Vous avez compris, j’imagine, que l’époux qui se fait attendre,  qui se laisse désirer, c’est le Christ.  Et lorsqu’il arrivera,  nous pourrons bien ressembler aux jeunes filles folles qui n’ont pas su avoir de l’huile en réserve, qui ont laissé mourir en elles le désir de Dieu. La lampe de leur cœur ne donne plus de lumière. Elles sont éteintes, mortes.

 

Nous pourrons ressembler aux  jeunes filles sages ont gardé de l’huile en réserve, qui ont été capables de garder une petite lumière dans leur cœur.

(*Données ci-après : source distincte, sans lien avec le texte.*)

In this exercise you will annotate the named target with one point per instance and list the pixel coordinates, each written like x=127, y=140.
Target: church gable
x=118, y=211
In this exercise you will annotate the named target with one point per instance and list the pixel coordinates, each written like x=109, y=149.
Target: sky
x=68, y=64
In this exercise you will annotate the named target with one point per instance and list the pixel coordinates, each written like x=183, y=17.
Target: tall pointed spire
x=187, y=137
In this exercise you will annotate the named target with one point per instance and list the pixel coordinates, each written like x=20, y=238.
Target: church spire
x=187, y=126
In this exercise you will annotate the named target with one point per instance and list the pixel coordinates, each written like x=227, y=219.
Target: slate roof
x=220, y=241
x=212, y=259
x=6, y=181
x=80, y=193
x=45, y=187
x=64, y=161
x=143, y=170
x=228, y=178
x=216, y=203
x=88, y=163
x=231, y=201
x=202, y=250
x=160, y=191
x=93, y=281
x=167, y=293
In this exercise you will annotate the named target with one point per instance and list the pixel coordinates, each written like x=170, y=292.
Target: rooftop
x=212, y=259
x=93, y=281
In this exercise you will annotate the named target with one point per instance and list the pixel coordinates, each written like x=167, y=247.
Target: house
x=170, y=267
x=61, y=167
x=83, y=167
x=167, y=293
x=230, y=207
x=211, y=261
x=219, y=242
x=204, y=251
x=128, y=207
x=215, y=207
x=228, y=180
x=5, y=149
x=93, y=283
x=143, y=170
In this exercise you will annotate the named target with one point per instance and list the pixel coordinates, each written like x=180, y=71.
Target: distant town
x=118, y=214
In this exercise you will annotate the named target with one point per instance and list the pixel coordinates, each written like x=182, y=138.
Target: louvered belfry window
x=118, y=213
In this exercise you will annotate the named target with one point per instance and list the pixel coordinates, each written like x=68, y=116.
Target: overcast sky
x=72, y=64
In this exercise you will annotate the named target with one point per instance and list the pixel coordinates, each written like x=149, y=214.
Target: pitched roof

On sent que Jésus veut nous réveiller et nous montrer le sérieux de notre engagement à la suite du Christ. IL nous invite à tout mettre en œuvre pour nous assurer d’avoir de l’huile en réserve et être du côté des jeunes filles sages. Qu’est-ce que ça veut dire pour nous aujourd’hui? 

Ça veut dire « prendre la bonne mesure des choses ». Savoir découvrir tout ce qu’il y a de beau dans la vie,  sachant bien que ce n’est pas éternel, que tout va se faner, même notre vie. Aimer parce que seul l’amour a saveur d’éternité.  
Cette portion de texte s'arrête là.